As I’ve written here and elsewhere, there’s an intriguing and not-well-documented connection between extremist white supremacists and more mainstream expressions of what Joe refers to as the ‘white racial frame.’ Most of the time, whites tend to disavow any connection to extreme groups, so I’m always intrigued when these ruptures appear, particularly at the level of presidential politics. And, this week the Chicago Tribune is reporting that Ron Paul is keeping a $500 donation from Don Black, white supremacist founder of “White Pride World Wide,” the largest white supremacist online portal.
“As Paul’s campaign explained, it plans to keep the money because that will reduce the cash Black has to spend on spreading his controversial ideology by $500.
And, according to the campaign, another good will occur. Paul will have $500 more with which to spread his libertarian message of freedom from big government, including his opposition to the Iraq War.
One freedom Paul has comes from the unlikelihood he’ll receive his party’s nomination. If he were a real threat to be the Republican nominee, he would’ve given back the money immediately since no top tier candidate would want to take a chance on losing the big prize because of the kind of controversy surrounding this kind of controversy.
But a lot of money is given to candidates by supporters with views out of the mainstream, views many other Americans would find objectionable. That’s a given. The only difference is that Black doesn’t hide his views.
Still, the unwritten rule in politics is that when you find yourself getting money from someone controversial because of what they do or say, someone with views repugnant to most Americans, you give their cash back like it’s radioactive.

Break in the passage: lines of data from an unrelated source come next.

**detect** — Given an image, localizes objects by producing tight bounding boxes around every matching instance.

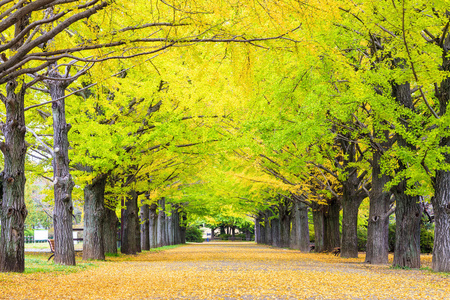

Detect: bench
[47,239,55,261]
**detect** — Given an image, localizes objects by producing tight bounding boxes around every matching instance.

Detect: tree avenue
[0,0,450,272]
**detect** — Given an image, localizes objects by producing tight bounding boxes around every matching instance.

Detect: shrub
[186,226,203,243]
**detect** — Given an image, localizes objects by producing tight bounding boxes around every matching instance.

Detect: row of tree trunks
[0,81,27,272]
[103,206,119,254]
[311,198,341,252]
[392,82,422,268]
[146,198,186,248]
[431,34,450,272]
[120,190,140,254]
[83,174,108,260]
[255,198,312,252]
[365,145,391,265]
[255,212,267,244]
[291,201,310,252]
[45,74,75,265]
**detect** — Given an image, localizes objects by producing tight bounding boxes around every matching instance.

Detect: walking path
[0,242,450,299]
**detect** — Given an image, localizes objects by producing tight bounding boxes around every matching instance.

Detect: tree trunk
[0,81,28,272]
[431,35,450,272]
[120,190,138,254]
[180,212,187,244]
[432,171,450,272]
[392,82,422,268]
[365,150,390,265]
[156,198,167,247]
[148,203,158,249]
[141,204,150,250]
[172,205,180,245]
[394,191,422,268]
[323,198,341,252]
[255,217,261,244]
[167,210,174,245]
[103,207,119,254]
[279,200,291,248]
[291,201,310,252]
[83,174,107,260]
[270,216,281,247]
[46,77,75,265]
[341,189,363,258]
[245,229,252,241]
[311,202,325,253]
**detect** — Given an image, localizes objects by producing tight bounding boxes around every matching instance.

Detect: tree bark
[103,207,119,254]
[141,200,150,250]
[432,171,450,272]
[270,216,281,247]
[431,35,450,272]
[324,198,341,252]
[148,203,158,249]
[365,146,390,265]
[172,205,180,245]
[156,198,167,247]
[167,209,174,245]
[392,82,422,268]
[311,202,325,253]
[83,174,108,260]
[341,185,363,258]
[120,190,138,254]
[0,81,28,272]
[45,75,75,265]
[278,199,291,248]
[291,201,310,252]
[180,211,187,244]
[255,213,265,244]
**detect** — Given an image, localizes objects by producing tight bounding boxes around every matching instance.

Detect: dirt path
[0,242,450,299]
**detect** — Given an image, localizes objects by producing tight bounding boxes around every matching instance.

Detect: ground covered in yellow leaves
[0,242,450,299]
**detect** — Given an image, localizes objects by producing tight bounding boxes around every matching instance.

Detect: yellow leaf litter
[0,242,450,299]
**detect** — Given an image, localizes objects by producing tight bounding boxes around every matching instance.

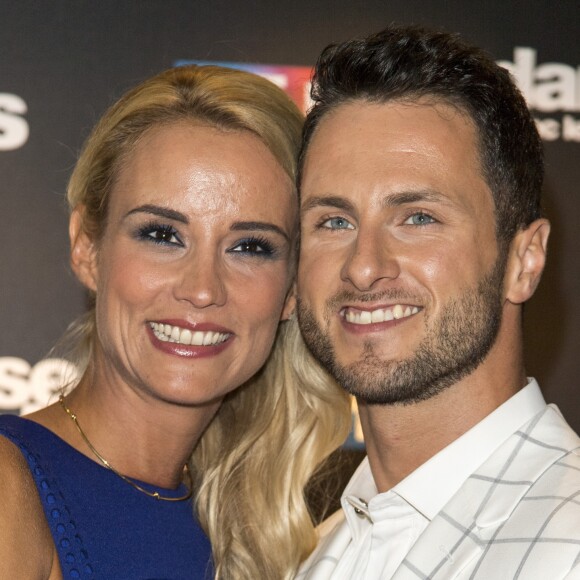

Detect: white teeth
[360,310,373,324]
[179,328,193,344]
[344,304,419,324]
[149,322,230,346]
[371,310,385,322]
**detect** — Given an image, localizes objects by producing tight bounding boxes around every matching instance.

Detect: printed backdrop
[0,0,580,444]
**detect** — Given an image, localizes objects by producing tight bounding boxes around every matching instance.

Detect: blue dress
[0,415,212,580]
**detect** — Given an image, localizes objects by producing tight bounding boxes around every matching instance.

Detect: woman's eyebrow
[125,203,189,224]
[230,221,290,241]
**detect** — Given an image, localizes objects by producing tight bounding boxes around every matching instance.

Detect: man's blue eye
[405,212,435,226]
[322,217,354,230]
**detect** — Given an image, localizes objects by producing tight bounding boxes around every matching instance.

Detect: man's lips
[149,321,232,346]
[340,304,421,325]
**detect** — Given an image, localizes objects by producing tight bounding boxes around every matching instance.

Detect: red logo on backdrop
[175,60,313,112]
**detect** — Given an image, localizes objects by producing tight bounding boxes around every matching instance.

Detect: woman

Paul’s approach is certainly unorthodox, like so much about the man. That doesn’t necessarily make it wrong. And because it’s so different a way of handling such a situation, it presents an opportunity for a discussion about what’s right and wrong in such situations. In short, it makes you think.”
So, according to Mr. James, Ron Paul’s “unorthodox” approach gives us all something to think about. Alright, let’s think about this. What could be wrong about accepting a donation from Don Black? Maybe it’s the fact that it suggests an implicit endorsement of his views. Perhaps the discussion to have, and not the one on anybody’s presidential platform, is the one about the centrality of racism in the U.S. and how we go about dismantling it, or at the very least, taking some small steps toward dismantling white supremacy by having a serious discussion about reparations. Unforunately, I don’t think that’s the kind of conversation that Ron Paul’s actions are going to facilitate, if the comments over at The Swamp are any indication, such as this one:
With all the black on white murder, rapes, carjacking, home invasions, etc, racist organizations like the Nation of Islam, Zebra murders, racist NAACP shysters, 250,000 black on white murders since MLK marched on DC, don’t tell me about racism. The black man and his left wing anti-white white shysters who run our media and banks are the racial genocidists. How much money is being sent to the mulatto Obama from racist Nation of Islam? How many racist dollars were given to Richardson from the racist La Raza? Screw the news – a revolution is happening on the street and white people are rising to oppose the civil and human rights abuses by africans against us – march march march!
Of course, this is not what all the comments are like, but I think it gives a sense of the sort of “conversation” sparked by Ron Paul’s candidacy; and, to paraphrase Mr. James, it makes you think about the ways the easily-disavowed extremist white supremacists are connected to mainstream political campaigns and reporting about those campaigns.